Economies around the world are suffering because of the coronavirus, some more than others. Costa Rica’s financial health wasn’t exactly one of the best before the global pandemic, and it is now losing strength as the country shuts down. Soccer has been impacted, as well, with the national league being suspended and no money coming in. Being such a huge part of the country’s society, new ways to generate revenue are needed to make up for the losses, and it might be time to break out an old playbook. Lawmakers are suggesting bringing back legalized sports gambling to help stave off further economic losses.
The idea of reviving sports gambling began circulating earlier this month. Costa Rica used to have legalized domestic sports gambling, but it went away in 1998 due to a lack of interest. Still, this hasn’t stopped the country from becoming a haven for off-shore sportsbooks, but, unfortunately for the country, Costa Rica doesn’t capture a significant portion of that revenue.

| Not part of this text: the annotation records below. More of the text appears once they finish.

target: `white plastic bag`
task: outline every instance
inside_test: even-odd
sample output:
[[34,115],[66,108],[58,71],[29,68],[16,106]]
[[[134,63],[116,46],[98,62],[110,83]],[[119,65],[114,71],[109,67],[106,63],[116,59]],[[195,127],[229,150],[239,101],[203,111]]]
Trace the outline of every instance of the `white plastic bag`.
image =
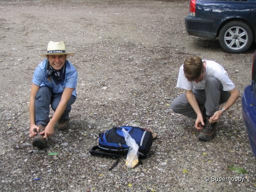
[[124,135],[126,144],[129,146],[126,164],[129,168],[134,168],[138,163],[138,146],[126,130],[123,128],[122,131]]

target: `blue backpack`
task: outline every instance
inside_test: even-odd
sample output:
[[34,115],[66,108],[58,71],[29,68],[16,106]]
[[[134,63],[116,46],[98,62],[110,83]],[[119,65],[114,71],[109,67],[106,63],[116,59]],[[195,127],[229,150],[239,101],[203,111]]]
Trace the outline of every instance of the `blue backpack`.
[[100,134],[98,145],[94,146],[90,152],[94,156],[119,158],[128,152],[129,147],[126,144],[124,128],[138,144],[140,157],[145,158],[152,146],[152,133],[146,129],[131,126],[114,127]]

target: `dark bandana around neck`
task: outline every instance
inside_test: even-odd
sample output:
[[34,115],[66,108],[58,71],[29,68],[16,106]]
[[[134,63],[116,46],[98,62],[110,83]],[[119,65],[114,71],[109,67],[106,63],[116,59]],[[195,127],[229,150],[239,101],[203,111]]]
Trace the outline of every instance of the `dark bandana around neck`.
[[58,84],[65,78],[66,68],[66,62],[65,64],[60,70],[54,70],[50,64],[49,61],[47,60],[46,78],[50,76],[52,78],[56,84]]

According to local media outlet CRHoy.com, soccer could become a lifesaver for the country’s economy. Fernando Ocampo, the president of the soccer club out of Alajuela, told the outlet, “It’s time to be creative and consider proposals to generate resources for soccer and other sports. Soccer can help generate additional revenue for the National Olympic Committee and other sports.”
He added that the thought of introducing sports gambling is just now beginning to be studied, and that it will take a few weeks before a plan could be produced, if it is to be produced at all. After the last attempt was unsuccessful, there aren’t any guarantees that a revival would find a better response, and it isn’t easy to predict how much revenue could be generated. This is especially true given the lack of disposable income on the part of most citizens.
Still, it’s an idea that might find support, and Ocampo isn’t the only one to believe that sports gambling has a place in helping to rebuild the economy. Before COVID-19 was even on the radar in Central America, the Junta de Protección Social (Social Services Board) had begun to explore legal sports wagers as a viable revenue stream, as well as a method for eliminating black market gambling. The executive president of the organization, Esmeralda Britton, said last October, “I feel that at the time we weren’t prepared for sports betting, but today we know much more, the world has advanced a lot and we are in contact with other countries where this modality has already been implemented, such as Colombia or Argentina. We’re analyzing their strengths, their mistakes, to avoid those problems and choosing the most profitable model for us.”
Legalizing sports gambling in Costa Rica could be a successful venture and would help the country rebuild. However, introducing new legislation – even if it existed before – is not a simple process and would almost definitely not happen for several months, long after the coronavirus has crippled the country’s economy more.